Inferences about Intervention Effectiveness (with Limitations):

While definitively concluding about the effectiveness of interventions is outside the scope of this initial model, we can glean some tentative inferences. Feature importance analysis from the final model can reveal which intervention-related features have the strongest influence on the target variable. Interventions with high importance might warrant further investigation for potential effectiveness. However, it's crucial to remember that correlation does not imply causation. Other factors could be influencing the target variable.

Next Steps: Modeling for Intervention Effectiveness

Here in the Pre-processing and training phase, we have laid the groundwork for a more in-depth analysis of intervention effectiveness in the next phase of modeling. Here is how we willproceed:

Target Variable Selection: We will define a new target variable specifically focused on assessing intervention effectiveness. This could involve metrics like reduced infection rates, improved economic indicators, or other relevant measures tied to the interventions' goals.

Intervention Features: We will ensure intervention data is included as features in the next model. This might involve coding interventions as categorical variables or creating numerical representations based on their intensity or duration.

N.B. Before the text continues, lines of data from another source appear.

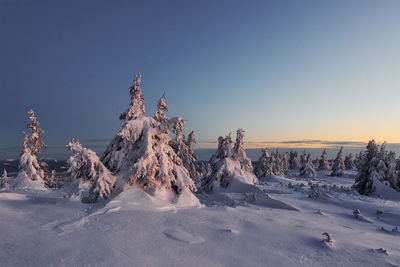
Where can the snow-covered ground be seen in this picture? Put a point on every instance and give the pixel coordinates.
(276, 223)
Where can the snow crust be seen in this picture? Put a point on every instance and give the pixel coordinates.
(274, 223)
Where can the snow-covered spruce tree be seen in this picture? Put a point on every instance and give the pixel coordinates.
(358, 160)
(86, 166)
(264, 167)
(323, 162)
(228, 165)
(239, 152)
(184, 149)
(136, 107)
(278, 168)
(392, 175)
(293, 160)
(307, 170)
(28, 163)
(5, 181)
(368, 171)
(349, 162)
(142, 155)
(338, 164)
(303, 158)
(285, 163)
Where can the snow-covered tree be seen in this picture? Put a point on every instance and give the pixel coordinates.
(304, 158)
(136, 107)
(349, 162)
(142, 151)
(184, 150)
(323, 162)
(293, 160)
(227, 164)
(5, 181)
(368, 171)
(239, 152)
(53, 179)
(307, 169)
(85, 165)
(161, 107)
(32, 145)
(264, 165)
(358, 160)
(338, 164)
(285, 163)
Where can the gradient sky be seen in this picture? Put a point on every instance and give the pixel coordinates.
(282, 70)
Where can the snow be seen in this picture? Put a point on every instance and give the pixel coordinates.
(269, 224)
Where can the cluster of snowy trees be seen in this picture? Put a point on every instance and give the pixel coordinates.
(376, 165)
(152, 153)
(272, 163)
(229, 162)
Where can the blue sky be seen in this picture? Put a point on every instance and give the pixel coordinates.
(282, 70)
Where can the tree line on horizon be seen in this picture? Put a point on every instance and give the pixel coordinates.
(143, 154)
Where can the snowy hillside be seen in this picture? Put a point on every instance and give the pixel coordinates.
(276, 223)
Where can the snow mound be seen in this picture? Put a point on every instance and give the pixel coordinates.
(385, 191)
(227, 175)
(182, 236)
(137, 199)
(12, 196)
(23, 182)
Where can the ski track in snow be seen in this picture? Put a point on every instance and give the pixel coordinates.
(283, 228)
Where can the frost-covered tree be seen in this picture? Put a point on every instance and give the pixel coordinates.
(303, 158)
(323, 162)
(338, 164)
(392, 175)
(264, 165)
(358, 160)
(307, 169)
(136, 107)
(285, 163)
(239, 152)
(5, 181)
(53, 179)
(85, 165)
(142, 151)
(293, 160)
(368, 171)
(228, 165)
(349, 162)
(161, 107)
(184, 150)
(32, 145)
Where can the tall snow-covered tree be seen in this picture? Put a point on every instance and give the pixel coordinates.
(184, 150)
(32, 145)
(136, 107)
(239, 152)
(85, 165)
(142, 151)
(323, 162)
(294, 161)
(161, 107)
(392, 175)
(303, 158)
(5, 181)
(285, 163)
(228, 165)
(338, 164)
(307, 169)
(349, 162)
(264, 165)
(368, 172)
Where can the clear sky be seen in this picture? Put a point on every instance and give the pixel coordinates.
(282, 70)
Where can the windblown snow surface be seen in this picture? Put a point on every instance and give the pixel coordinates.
(276, 223)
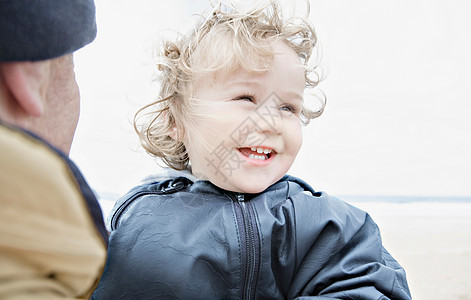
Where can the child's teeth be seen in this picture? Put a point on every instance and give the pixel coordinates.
(259, 157)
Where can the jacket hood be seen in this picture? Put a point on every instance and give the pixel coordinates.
(170, 174)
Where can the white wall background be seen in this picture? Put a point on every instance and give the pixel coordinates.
(397, 120)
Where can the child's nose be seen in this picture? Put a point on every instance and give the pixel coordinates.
(269, 121)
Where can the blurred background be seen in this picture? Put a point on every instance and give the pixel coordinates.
(394, 139)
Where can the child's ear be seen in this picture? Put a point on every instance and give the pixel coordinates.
(27, 82)
(176, 134)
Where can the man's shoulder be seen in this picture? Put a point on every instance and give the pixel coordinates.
(37, 177)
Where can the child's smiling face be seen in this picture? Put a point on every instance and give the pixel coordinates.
(246, 130)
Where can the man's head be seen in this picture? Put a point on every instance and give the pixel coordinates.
(38, 91)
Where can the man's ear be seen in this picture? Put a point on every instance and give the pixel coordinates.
(27, 82)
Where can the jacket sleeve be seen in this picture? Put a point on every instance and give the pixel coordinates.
(346, 260)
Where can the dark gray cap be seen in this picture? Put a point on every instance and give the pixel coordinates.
(44, 29)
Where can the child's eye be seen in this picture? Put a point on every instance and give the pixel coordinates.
(289, 108)
(245, 98)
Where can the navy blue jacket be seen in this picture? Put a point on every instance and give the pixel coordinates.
(179, 239)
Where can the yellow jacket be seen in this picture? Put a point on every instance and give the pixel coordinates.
(52, 237)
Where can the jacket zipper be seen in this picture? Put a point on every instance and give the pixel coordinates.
(122, 207)
(250, 245)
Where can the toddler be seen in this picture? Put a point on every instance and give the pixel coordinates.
(225, 221)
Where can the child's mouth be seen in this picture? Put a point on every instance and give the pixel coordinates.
(258, 153)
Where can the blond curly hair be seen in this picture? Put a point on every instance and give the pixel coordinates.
(226, 40)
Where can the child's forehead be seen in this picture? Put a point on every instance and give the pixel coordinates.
(284, 58)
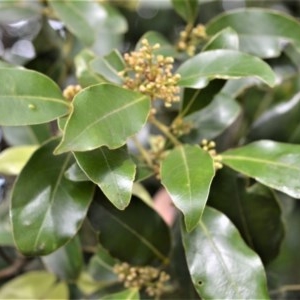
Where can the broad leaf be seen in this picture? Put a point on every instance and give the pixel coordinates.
(212, 120)
(197, 71)
(66, 262)
(144, 234)
(187, 9)
(112, 170)
(119, 114)
(129, 294)
(28, 97)
(82, 18)
(47, 206)
(254, 211)
(34, 285)
(280, 123)
(186, 173)
(13, 159)
(84, 72)
(261, 32)
(274, 164)
(225, 39)
(221, 264)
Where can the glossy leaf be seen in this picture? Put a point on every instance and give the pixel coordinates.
(34, 285)
(26, 135)
(109, 66)
(197, 71)
(13, 159)
(28, 97)
(187, 9)
(221, 264)
(274, 164)
(66, 262)
(129, 294)
(84, 72)
(225, 39)
(186, 173)
(255, 211)
(280, 123)
(143, 243)
(212, 120)
(81, 18)
(112, 170)
(261, 32)
(45, 204)
(118, 114)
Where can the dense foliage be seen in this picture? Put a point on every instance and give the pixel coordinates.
(149, 150)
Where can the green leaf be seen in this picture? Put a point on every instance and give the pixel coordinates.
(109, 66)
(221, 264)
(254, 211)
(197, 71)
(118, 114)
(225, 39)
(13, 159)
(28, 97)
(66, 262)
(261, 32)
(153, 37)
(187, 173)
(187, 9)
(280, 123)
(34, 285)
(82, 18)
(84, 72)
(47, 206)
(26, 135)
(212, 120)
(129, 294)
(274, 164)
(144, 234)
(112, 170)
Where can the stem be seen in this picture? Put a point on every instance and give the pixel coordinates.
(165, 130)
(143, 151)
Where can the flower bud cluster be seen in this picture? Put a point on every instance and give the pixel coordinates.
(209, 146)
(151, 74)
(70, 91)
(191, 38)
(150, 279)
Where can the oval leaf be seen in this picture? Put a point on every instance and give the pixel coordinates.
(221, 264)
(112, 170)
(197, 71)
(139, 227)
(274, 164)
(28, 97)
(187, 173)
(66, 262)
(261, 32)
(13, 159)
(34, 285)
(45, 204)
(118, 114)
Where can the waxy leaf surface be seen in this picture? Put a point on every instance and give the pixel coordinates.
(46, 205)
(112, 170)
(274, 164)
(104, 115)
(220, 263)
(197, 71)
(261, 32)
(144, 234)
(187, 173)
(28, 97)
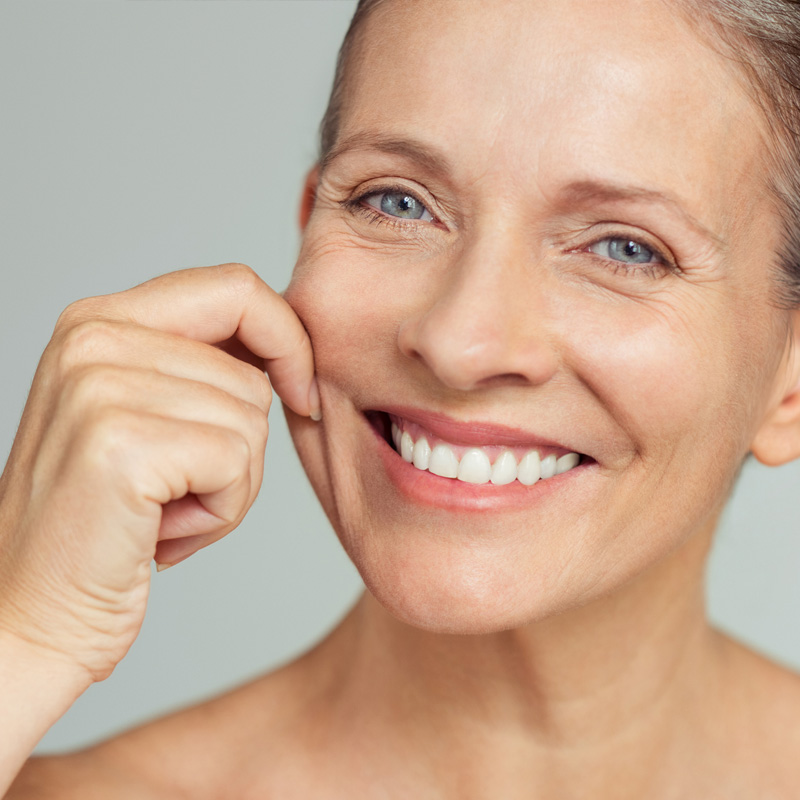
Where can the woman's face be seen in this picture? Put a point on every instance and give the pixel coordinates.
(544, 227)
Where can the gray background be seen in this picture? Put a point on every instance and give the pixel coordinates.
(142, 137)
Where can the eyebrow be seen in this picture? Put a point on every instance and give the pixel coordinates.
(575, 193)
(584, 191)
(423, 154)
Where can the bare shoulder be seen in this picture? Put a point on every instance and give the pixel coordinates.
(191, 753)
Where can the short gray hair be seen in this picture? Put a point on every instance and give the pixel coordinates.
(762, 37)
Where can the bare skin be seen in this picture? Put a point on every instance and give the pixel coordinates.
(556, 647)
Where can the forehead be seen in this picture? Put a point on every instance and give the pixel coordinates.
(529, 88)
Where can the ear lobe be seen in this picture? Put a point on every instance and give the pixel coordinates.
(777, 441)
(309, 196)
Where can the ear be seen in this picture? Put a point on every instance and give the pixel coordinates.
(778, 439)
(309, 196)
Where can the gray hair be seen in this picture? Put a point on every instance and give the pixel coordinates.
(762, 37)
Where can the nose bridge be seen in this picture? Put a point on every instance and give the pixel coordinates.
(486, 320)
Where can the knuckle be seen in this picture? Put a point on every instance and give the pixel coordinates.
(84, 342)
(90, 385)
(258, 424)
(241, 278)
(75, 312)
(108, 435)
(261, 390)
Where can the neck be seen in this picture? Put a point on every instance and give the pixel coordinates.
(589, 692)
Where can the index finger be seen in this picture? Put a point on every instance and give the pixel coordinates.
(213, 304)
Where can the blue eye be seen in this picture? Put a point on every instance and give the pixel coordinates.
(626, 251)
(398, 204)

Model Selection: Based on the findings from the current workflow (e.g., best performing model), we will choose an appropriate model for the new target variable and intervention analysis.

Evaluation Metrics: We will utilize relevant evaluation metrics to assess the model's performance in predicting intervention effectiveness. This might involve metrics like precision, recall, or F1-score for classification tasks, or mean squared error (MSE) for regression tasks.


Conclusion:

This study successfully developed a foundational machine learning model. By analyzing feature importance, defining an intervention-specific target variable, incorporating intervention data as features, and using relevant evaluation metrics in the next phase, we can gain valuable insights into how well the interventions work within this dataset. This paves the way for a more robust and targeted analysis of intervention effectiveness.